Penjualan karya seni dan kerajinan Aborigin mencapai AUD 250 juta dolar (sekitar Rp 2,5 triliun) pada tahun 2019/2020. Namun, karya seni dan kerajinan yang dibuat oleh Suku Aborigin berbanding 1:3. Lebih banyak stok suvenir bukan asli buatan mereka.
Komisi Produktivitas Australia merekomendasikan adanya label khusus bagi cendera mata karya seni dan kerajinan bermotif Aborigin palsu. Tetapi, faktanya tidak mudah untuk memverifikasi keaslian suvenir-suvenir yang diperjualbelikan di pusat oleh-oleh, mulai dari bumerang sampai lukisan Aborigin.
SCROLL TO CONTINUE WITH CONTENT
Seorang warga suku Aborigin Wiradjuri, Jarin Baigent, miris dengan tersingkirnya Suku Aborogin sebagai penghasil kerajinan.
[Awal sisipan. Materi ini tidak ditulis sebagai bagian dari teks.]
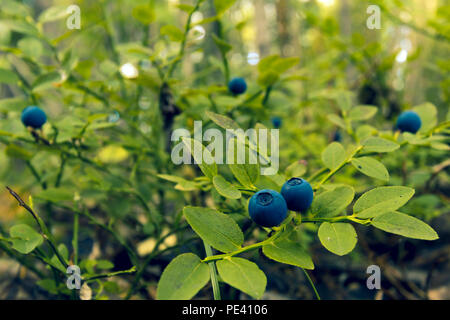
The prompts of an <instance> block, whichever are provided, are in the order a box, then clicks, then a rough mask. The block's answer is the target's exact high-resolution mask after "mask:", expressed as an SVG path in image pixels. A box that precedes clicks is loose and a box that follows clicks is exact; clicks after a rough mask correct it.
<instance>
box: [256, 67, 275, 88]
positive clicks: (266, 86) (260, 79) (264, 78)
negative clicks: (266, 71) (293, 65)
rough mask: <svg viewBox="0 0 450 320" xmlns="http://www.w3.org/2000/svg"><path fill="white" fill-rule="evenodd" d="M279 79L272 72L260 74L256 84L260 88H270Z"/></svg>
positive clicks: (272, 71)
mask: <svg viewBox="0 0 450 320" xmlns="http://www.w3.org/2000/svg"><path fill="white" fill-rule="evenodd" d="M279 78H280V76H279V74H278V73H277V72H275V71H273V70H269V71H267V72H264V73H261V74H260V75H259V76H258V80H257V81H258V84H259V85H260V86H262V87H266V88H267V87H270V86H272V85H274V84H275V83H276V82H277V81H278V79H279Z"/></svg>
Barang-barang palsu yang didatangkan dari negara lan itu harganya memang jauh lebih murah ketimbang buatan mereka.
"Paman saya adalah pembuat bumerang hand made, yang mungkin, bisa jadi memiliki peluang besar untuk memasok di suatu tempat," kata Jarin seperti dikutip ABC Australia, Rabu (20/7/2022).
"Tetapi, ada pengusaha di bisnis barang tiruan pergi mencari pemasok di luar negeri, umumnya buatan Indonesia, dengan opsi yang lebih murah," Jarin menambahkan.
"Akibatnya, para pembuat bumerang di sini kehilangan sumber penghasilan. Padahal, mereka menciptakan barang seni dan artefak asli Aborigin, tapi justru harus tersingkir dari industri ini," dia menjelaskan.
Untuk mendongkrak penjualan suvenir asli Suku Aborigin, Jarin mendirikan Trading Blak. Itu adalah marketplace untuk semua bisnis yang dimiliki dan dioperasikan oleh orang Aborigin untuk menjual produk seni dan kerajinan mereka.
Dia bertekad untuk memerangi praktik bisnis kotor perusahaan non-pribumi yang menjual suvenir khas Suku Aborigin, tetapi tidak menyematkan asal negara pembuatnya.
"Saya mengenal pengusaha non-Aborigin yang melakukan bisnis gelap ini. Mereka menipu pelanggan yang berpikir barang yang dibelinya adalah barang asli Aborigin," katanya.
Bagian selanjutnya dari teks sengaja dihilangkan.